I could have sworn we had an election in November 2012. I remember voting. I remember the installing of a president, was it Obama? I remember complaining about how long the campaign season was in 2012. I must be losing my mind. We seem still to be in campaign mode, if the ads on television are saying what I think they are.
I looked it up and found that 2013 is not an election year. I’m not slipping – politicians are just rushing the gun. As far as I know, only one candidate has declared to run next year. That candidate is the perennial Mitch McConnell, who seems to be demolishing in advance the people who might have the temerity to talk about maybe running against him.
Not only must we put up with this campaign for senator a year too early, the campaign against Hillary for president in 2016 has already begun. I understand thinking ahead, but this is ridiculous and very wearying to the electorate.
Meanwhile, who’s running the store? Congress is working its regular three days a week between vacations and nothing is getting done except a lot of votes against and vituperations delaying the business of the United States.
This situation makes a cynic out of me, whose earlier life was spent believing that good things happen if the people want them to and that we have the duty as citizens to make those good ideas tangible. For most of my life, that happened. Life got better for most people and many wrongs turned into rights. Since we now have 24-7 news cycles – and maybe because we are bombarded with news – it has become impossible to believe in good things being intended and coming to pass.

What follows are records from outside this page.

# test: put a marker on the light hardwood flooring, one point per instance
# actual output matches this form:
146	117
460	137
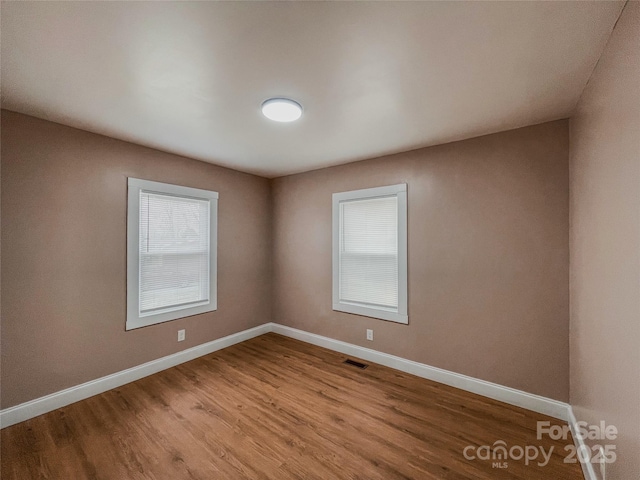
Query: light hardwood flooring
277	408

So I, the eternal optimist, am now a cynic.
That’s a fact of life, but more disturbing than my disillusionment is the cynicism of young people. I had dinner last week with my children (son and darling daughter-in-law and her daughter, my 35-year-old granddaughter). I’m deleting “step” from my vocabulary. She and her sister are now my granddaughters and Marsha’s grandchildren are my great grandchildren. The nomenclature is less clear but emotionally more satisfying.
Anyway, I was surprised to find my granddaughter even more cynical than I am. There’s something unfair about that. She and her generation should have some years of believing before they have lost their illusions – or maybe they haven’t been allowed to have any illusions.
The subject for this column is a little different from the one I had in mind until last Friday night. I was beginning to have that Watergate feeling (the “don’t trust anyone” wariness) and coincidentally (maybe) on the TV was shown again that excellent movie about Woodward and Bernstein who reported the Watergate mess. Thinking I was ahead of everybody else with that feeling, I was intending to use it for this column. Alas, the Friday night political shows on KET made the same comparisons even better than I was doing. I was scooped. Watching those programs was reassuring for me: other and better informed newspeople arrived at the same suspicions I had.